Listening to this gathering of recordings leave one in awe of the conductor’s range and productiveness: yet this set doesn’t touch on the over 20 complete operas he has recorded. Who has recorded more sparkling versions of Rossini’s La Cenerentola or Il Barbiere di Silviglia? Nor does it take notice of his investigations of more contemporary music, including his distinguished recordings of Bartok.

Instead of the definitive Abbado collection, we have a rich gathering of lucid, colorful, detailed recordings, among the most accomplished modern performances of symphonies that are absolutely central to the repertoire, and packaged in an attractive, inexpensive box. In Abbado, who has been the musical director of La Scala, the Vienna Philharmonic, and the principal conductor of the Berlin Philharmonic (replacing Herbert von Karajan), we have (to my ears) the ideal conductor. (Bostonians have heard him conduct the BSO performing Ravel and other composers.) Abbado seems to capture not merely the style but the unique sound and personality of every composer he approaches: he renders with equal skill the terse wit of Haydn, the long-lined (and, to me, long-winded) phrases of Bruckner, the depths of Beethoven, and the sardonic romanticism of Mahler. All are reproduced in beautifully balanced performances filled to the brim with illuminating details.

There are surprises: the brisk pace and impressive precision of the finale of Mozart’s Symphony, the clarity and occasional prominence of the percussion and winds, may remind many of so-called “historically informed” original instrument performances. I imagine some listeners will find the tempo too fast, a reminder that one of Abbado’s early influences was Toscanini. Happily, Abbado heard Toscanini rehearse and was shocked by the way the older man harangued the members of the orchestra. Abbado vowed never to be such a nasty martinet. His own rehearsals are described as consistently calm.

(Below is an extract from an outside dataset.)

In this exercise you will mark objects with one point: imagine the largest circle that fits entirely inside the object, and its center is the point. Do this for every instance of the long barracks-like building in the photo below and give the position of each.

In the notes to this collection, the conductor explains one aspect of his approach: “I often get the various orchestral groups to play on their own. But I don’t do so in order to expose their mistakes or beause they need correcting but for the benefit of others: It is so that the rest of the players can hear what their colleagues are playing at this particular point in the score. Rehearsals can be tedious. Of course, I try to ensure that individual passages turn out in the way that I’ve learnt they should from the score. But then, at the concert, you get this sense of the overarching structure, the flow of the whole, the actual form of the piece. That’s what’s most important.” Perhaps that is the reason so many of the recordings included here, including all the Mahler and Beethoven, are live recordings.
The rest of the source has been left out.